魑魅魍魎の菊



「加藤さんったら…私を買い被り過ぎですよ?」

「……なんて事を言うんだい、菊花ちゃん」



竹林が風によって、なんとも言えないざわめきを生み出す。その音さえも心地が良いんだ。


時に身を任せられるならば、私は今頃何処に流れ着いているんだろうか。


色褪せない思い出を夢見たけれど、未だにそんなものは見つからないんだ。探してみたけれど、全くと良い程見つからない。




(玖珂君が羨ましいだなんて言ったら、怒られるだろうか)



未だに夢すら掴めれない私はただの木偶の坊かもしれないわ。




「私は加藤さんが思っているような、"女"じゃないよ」







菊花は長刀を抜刀し、怯えた表情でこちらを見つめる加藤に突き出した。






「ここで貴方を簡単に滅することだって出来るから」






(ねぇ——玖珂っち、)



この娘の黒色の瞳には、何が映っているんだろう。
きっと、俺は映っていないよ。あんなに優しく、勇ましく、面白い娘が今やこんなことをするなんて想像すらつかなかった。

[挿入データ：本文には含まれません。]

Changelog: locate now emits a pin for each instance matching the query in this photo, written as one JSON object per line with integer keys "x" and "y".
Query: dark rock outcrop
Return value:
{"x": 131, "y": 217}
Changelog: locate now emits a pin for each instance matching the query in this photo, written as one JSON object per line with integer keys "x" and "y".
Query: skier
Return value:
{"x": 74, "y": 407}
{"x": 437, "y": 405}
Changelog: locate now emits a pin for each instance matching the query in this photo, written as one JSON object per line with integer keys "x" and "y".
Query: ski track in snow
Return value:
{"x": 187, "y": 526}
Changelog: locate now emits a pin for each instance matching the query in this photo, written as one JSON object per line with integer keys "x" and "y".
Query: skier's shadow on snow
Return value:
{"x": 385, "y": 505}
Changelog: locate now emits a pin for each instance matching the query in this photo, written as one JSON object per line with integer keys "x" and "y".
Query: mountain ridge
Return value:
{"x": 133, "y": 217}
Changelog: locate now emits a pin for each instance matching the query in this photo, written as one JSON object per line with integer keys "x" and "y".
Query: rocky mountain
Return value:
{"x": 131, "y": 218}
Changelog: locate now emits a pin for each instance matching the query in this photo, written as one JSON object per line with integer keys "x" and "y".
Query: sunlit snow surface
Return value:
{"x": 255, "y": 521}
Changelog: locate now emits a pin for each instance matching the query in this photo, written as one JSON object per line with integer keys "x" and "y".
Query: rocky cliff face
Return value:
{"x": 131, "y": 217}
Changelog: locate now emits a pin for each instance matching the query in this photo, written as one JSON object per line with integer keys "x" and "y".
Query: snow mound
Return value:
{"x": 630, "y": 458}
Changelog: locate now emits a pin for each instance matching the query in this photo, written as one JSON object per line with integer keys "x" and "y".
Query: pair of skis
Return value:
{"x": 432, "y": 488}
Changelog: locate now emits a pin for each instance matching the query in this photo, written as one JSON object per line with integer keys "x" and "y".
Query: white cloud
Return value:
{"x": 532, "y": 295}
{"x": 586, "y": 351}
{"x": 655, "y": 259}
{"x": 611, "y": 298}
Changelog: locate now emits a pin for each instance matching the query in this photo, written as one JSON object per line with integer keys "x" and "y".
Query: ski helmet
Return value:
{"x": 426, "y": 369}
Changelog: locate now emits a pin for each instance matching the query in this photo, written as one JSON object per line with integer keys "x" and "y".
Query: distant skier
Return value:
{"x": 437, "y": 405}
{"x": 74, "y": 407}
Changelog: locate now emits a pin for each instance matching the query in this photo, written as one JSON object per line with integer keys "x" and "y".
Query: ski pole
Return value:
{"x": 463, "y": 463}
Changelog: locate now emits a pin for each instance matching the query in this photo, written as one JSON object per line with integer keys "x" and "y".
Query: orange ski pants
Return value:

ただ——…初めて、ちゃんと俺の話を聞いてくれた女の子で。





人の痛みが解る娘だということは知ってるんだ。どうしてかな?


どうしてだろう?俺の瞳から涙が流れているのは。
裏切られたから?違う、そんな感情じゃない。もっと複雑で奥深いナニかなんだ。



誰か、





(菊花ちゃんを助けてあげて、)



俺には、そんな可能性なんか残されていない。

唇をぎゅっと噛み締めた加藤はゆらりと空高く舞い上がった。